38. Le requérant maintient son grief.

B. Appréciation de la Cour

1. Sur la recevabilité

39. Constatant que ce grief n’est pas manifestement mal fondé au sens de l’article 35 § 3 a) de la Convention et qu’il n’est pas irrecevable pour d’autres motifs, la Cour le déclare recevable.

1. Sur le fond

a) Volet matériel

40. La Cour note que le Gouvernement a reconnu que l’on avait privé Murad Nagmetov de sa vie au mépris des exigences découlant de l’article 2 de la Convention. Il a déclaré notamment, à l’instar des autorités nationales, qu’il était contraire au droit russe de tirer la grenade lacrymogène en question directement vers une personne.

41. La Cour n’aperçoit aucune raison de ne pas souscrire à la déclaration ci‑dessus (voir aussi Abdullah Yaşa et autres c. Turquie, no 44827/08, § 48, 16 juillet 2013). Il y a donc eu violation de l’article 2 de la Convention.

b) Volet procédural

i. Principes généraux

42. Eu égard à leur caractère fondamental, les articles 2 et 3 de la Convention contiennent une obligation procédurale de mener une enquête effective quant aux violations alléguées de ces dispositions en leur volet matériel (Giuliani et Gaggio c. Italie [GC], no 23458/02, § 298, CEDH 2011 (extraits)). D’une manière générale, on peut considérer que pour qu’une enquête sur une allégation d’homicide commis par des agents de l’État soit effective, il faut que les personnes qui en sont chargées soient indépendantes des personnes impliquées (ibidem, § 300). Cela suppose non seulement l’absence de lien hiérarchique ou institutionnel mais aussi une indépendance concrète. Il en va de l’adhésion de l’opinion publique au monopole de l’État en matière de recours à la force (ibidem, § 300).

43. L’enquête doit également être effective en ce sens qu’elle doit permettre de déterminer si le recours à la force était justifié ou non dans les circonstances (voir, par exemple, Kaya c. Turquie, 19 février 1998, § 87, Recueil des arrêts et décisions 1998‑I) ainsi que d’identifier et – le cas échéant – de sanctionner les responsables (Oğur c. Turquie [GC], no 21594/93, § 88, CEDH 1999‑III). Il s’agit d’une obligation de moyens et non de résultat. Les autorités doivent avoir pris les mesures raisonnables dont elles disposaient pour obtenir les preuves relatives aux faits en question, y compris, entre autres, les dépositions des témoins oculaires, des expertises et, le cas échéant, une autopsie propre à fournir un compte rendu complet et précis des blessures et une analyse objective des constatations cliniques, notamment de la cause du décès (en ce qui concerne les autopsies voir, entre autres, Salman c.

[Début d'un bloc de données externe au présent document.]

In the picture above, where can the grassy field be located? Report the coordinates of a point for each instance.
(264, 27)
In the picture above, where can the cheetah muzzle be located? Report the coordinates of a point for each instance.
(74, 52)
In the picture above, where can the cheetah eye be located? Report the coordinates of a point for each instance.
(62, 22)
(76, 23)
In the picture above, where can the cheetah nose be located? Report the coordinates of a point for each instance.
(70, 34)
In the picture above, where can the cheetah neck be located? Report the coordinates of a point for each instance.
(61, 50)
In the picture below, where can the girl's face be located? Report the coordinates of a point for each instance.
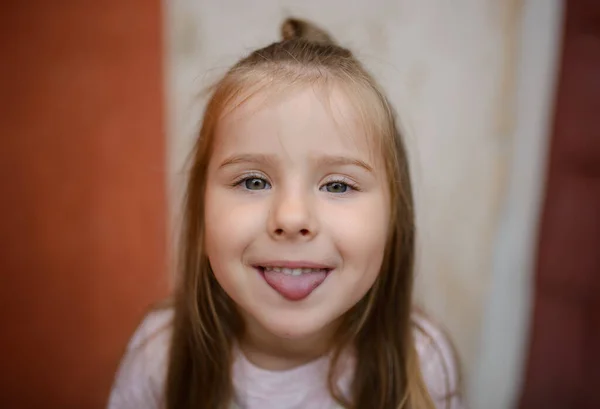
(297, 212)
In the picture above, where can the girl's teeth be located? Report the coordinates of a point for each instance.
(293, 271)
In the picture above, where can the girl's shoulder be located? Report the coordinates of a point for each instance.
(140, 378)
(439, 363)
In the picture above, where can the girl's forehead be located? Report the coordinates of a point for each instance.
(299, 117)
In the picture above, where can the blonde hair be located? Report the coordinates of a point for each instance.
(378, 328)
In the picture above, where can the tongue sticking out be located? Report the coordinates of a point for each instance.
(292, 287)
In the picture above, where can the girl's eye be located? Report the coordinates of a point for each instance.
(337, 187)
(255, 183)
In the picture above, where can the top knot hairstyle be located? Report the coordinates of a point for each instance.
(294, 29)
(378, 328)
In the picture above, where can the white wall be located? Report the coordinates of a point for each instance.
(453, 71)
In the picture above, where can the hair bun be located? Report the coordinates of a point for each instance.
(293, 28)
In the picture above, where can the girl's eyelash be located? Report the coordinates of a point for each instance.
(243, 178)
(353, 185)
(350, 183)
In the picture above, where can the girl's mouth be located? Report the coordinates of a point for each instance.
(294, 283)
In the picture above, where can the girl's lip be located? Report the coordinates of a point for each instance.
(294, 264)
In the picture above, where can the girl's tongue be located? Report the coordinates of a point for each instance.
(294, 287)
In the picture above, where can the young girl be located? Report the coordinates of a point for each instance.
(298, 251)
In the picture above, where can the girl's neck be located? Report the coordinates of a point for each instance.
(271, 352)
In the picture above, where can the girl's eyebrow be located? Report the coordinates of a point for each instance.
(329, 160)
(256, 158)
(326, 160)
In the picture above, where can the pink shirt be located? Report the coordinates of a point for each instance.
(139, 382)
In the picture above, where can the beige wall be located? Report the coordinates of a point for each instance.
(451, 69)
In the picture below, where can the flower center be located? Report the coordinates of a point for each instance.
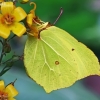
(3, 96)
(7, 19)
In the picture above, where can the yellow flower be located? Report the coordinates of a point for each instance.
(7, 93)
(9, 20)
(1, 1)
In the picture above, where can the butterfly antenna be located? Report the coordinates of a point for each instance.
(61, 11)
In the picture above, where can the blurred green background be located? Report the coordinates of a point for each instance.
(81, 18)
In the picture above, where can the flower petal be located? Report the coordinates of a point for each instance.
(29, 19)
(4, 32)
(2, 86)
(18, 29)
(1, 1)
(12, 92)
(6, 7)
(19, 14)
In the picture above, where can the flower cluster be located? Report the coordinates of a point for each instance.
(16, 20)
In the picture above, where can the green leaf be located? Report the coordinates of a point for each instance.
(57, 59)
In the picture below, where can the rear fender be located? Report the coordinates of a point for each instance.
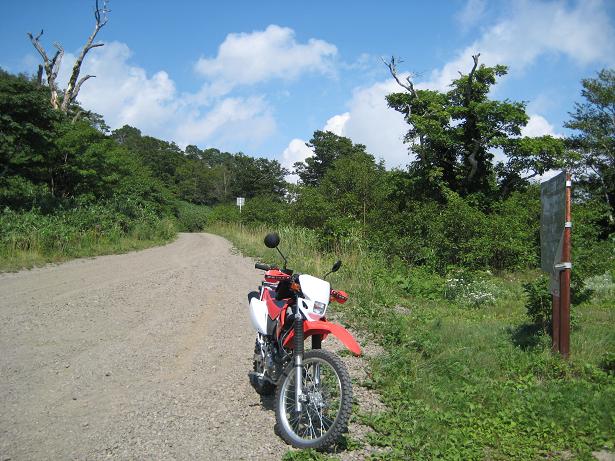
(320, 327)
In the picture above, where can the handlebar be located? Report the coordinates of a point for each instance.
(262, 266)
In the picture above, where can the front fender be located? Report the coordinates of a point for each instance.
(319, 327)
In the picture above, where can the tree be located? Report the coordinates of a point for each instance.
(52, 65)
(256, 176)
(594, 121)
(454, 135)
(328, 147)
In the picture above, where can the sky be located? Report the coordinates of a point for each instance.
(261, 77)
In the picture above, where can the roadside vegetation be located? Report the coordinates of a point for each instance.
(70, 187)
(440, 259)
(467, 373)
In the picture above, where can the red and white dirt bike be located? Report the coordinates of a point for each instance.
(313, 393)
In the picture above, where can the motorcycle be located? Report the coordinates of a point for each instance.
(313, 392)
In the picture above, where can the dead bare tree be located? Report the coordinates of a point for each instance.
(52, 66)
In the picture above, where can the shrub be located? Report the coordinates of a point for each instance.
(422, 283)
(538, 304)
(191, 217)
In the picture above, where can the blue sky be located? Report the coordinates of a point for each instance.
(260, 77)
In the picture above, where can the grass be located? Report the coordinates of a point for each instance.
(15, 259)
(30, 240)
(465, 380)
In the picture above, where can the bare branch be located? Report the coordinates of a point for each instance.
(39, 75)
(392, 66)
(72, 90)
(51, 67)
(78, 86)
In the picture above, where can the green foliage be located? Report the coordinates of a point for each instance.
(328, 147)
(608, 363)
(538, 304)
(594, 138)
(602, 287)
(454, 134)
(28, 238)
(191, 217)
(470, 288)
(455, 382)
(265, 209)
(420, 282)
(458, 233)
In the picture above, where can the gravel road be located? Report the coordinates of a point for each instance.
(136, 356)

Turquie [GC], no 21986/93, § 106, CEDH 2000-VII ; sur la question des témoins voir, entre autres, Tanrıkulu c. Turquie [GC], no 23763/94, § 109, CEDH 1999-IV ; pour ce qui est des expertises de police scientifique voir, entre autres, Gül c. Turquie, no 22676/93, § 89, 14 décembre 2000). Toute déficience de l’enquête affaiblissant sa capacité à établir la cause du décès ou les responsabilités risque de ne pas répondre à cette norme (Avşar c. Turquie, no 25657/94, §§ 393-395, CEDH 2001-VII (extraits)).

44. En particulier, les conclusions de l’enquête doivent s’appuyer sur une analyse méticuleuse et impartiale de tous les éléments pertinents. Le rejet d’une piste d’investigation qui s’impose de toute évidence compromet de façon décisive la capacité de l’enquête à établir les circonstances de l’affaire et l’identité des personnes responsables (Kolevi c. Bulgarie, no 1108/02, § 201, 5 novembre 2009). Il n’en demeure pas moins que la nature et le degré de l’examen répondant au critère minimum d’effectivité dépendent des circonstances de l’espèce. Ils s’apprécient à la lumière de l’ensemble des faits pertinents et eu égard aux réalités pratiques du travail d’enquête (Velcea et Mazǎre c. Roumanie, no 64301/01, § 105, 1er décembre 2009).

45. Une exigence de célérité et de diligence raisonnable est implicite dans ce contexte (Yaşa c. Turquie, 2 septembre 1998, §§ 102-104, Recueil 1998-VI, Tanrıkulu, précité, § 109, et Mahmut Kaya c. Turquie, no 22535/93, §§ 106-107, CEDH 2000-III). La Cour admet qu’il peut y avoir des obstacles ou des difficultés empêchant l’enquête de progresser dans une situation particulière. Toutefois, une réponse rapide des autorités lorsqu’il s’agit d’enquêter sur le recours à la force meurtrière peut généralement être considérée comme essentielle pour préserver la confiance du public dans le respect du principe de légalité et pour éviter toute apparence de complicité ou de tolérance relativement à des actes illégaux (McKerr c. Royaume-Uni, no 28883/95, §§ 111 et 114, CEDH 2001‑III, et Opuz c. Turquie, no 33401/02, § 150, CEDH 2009).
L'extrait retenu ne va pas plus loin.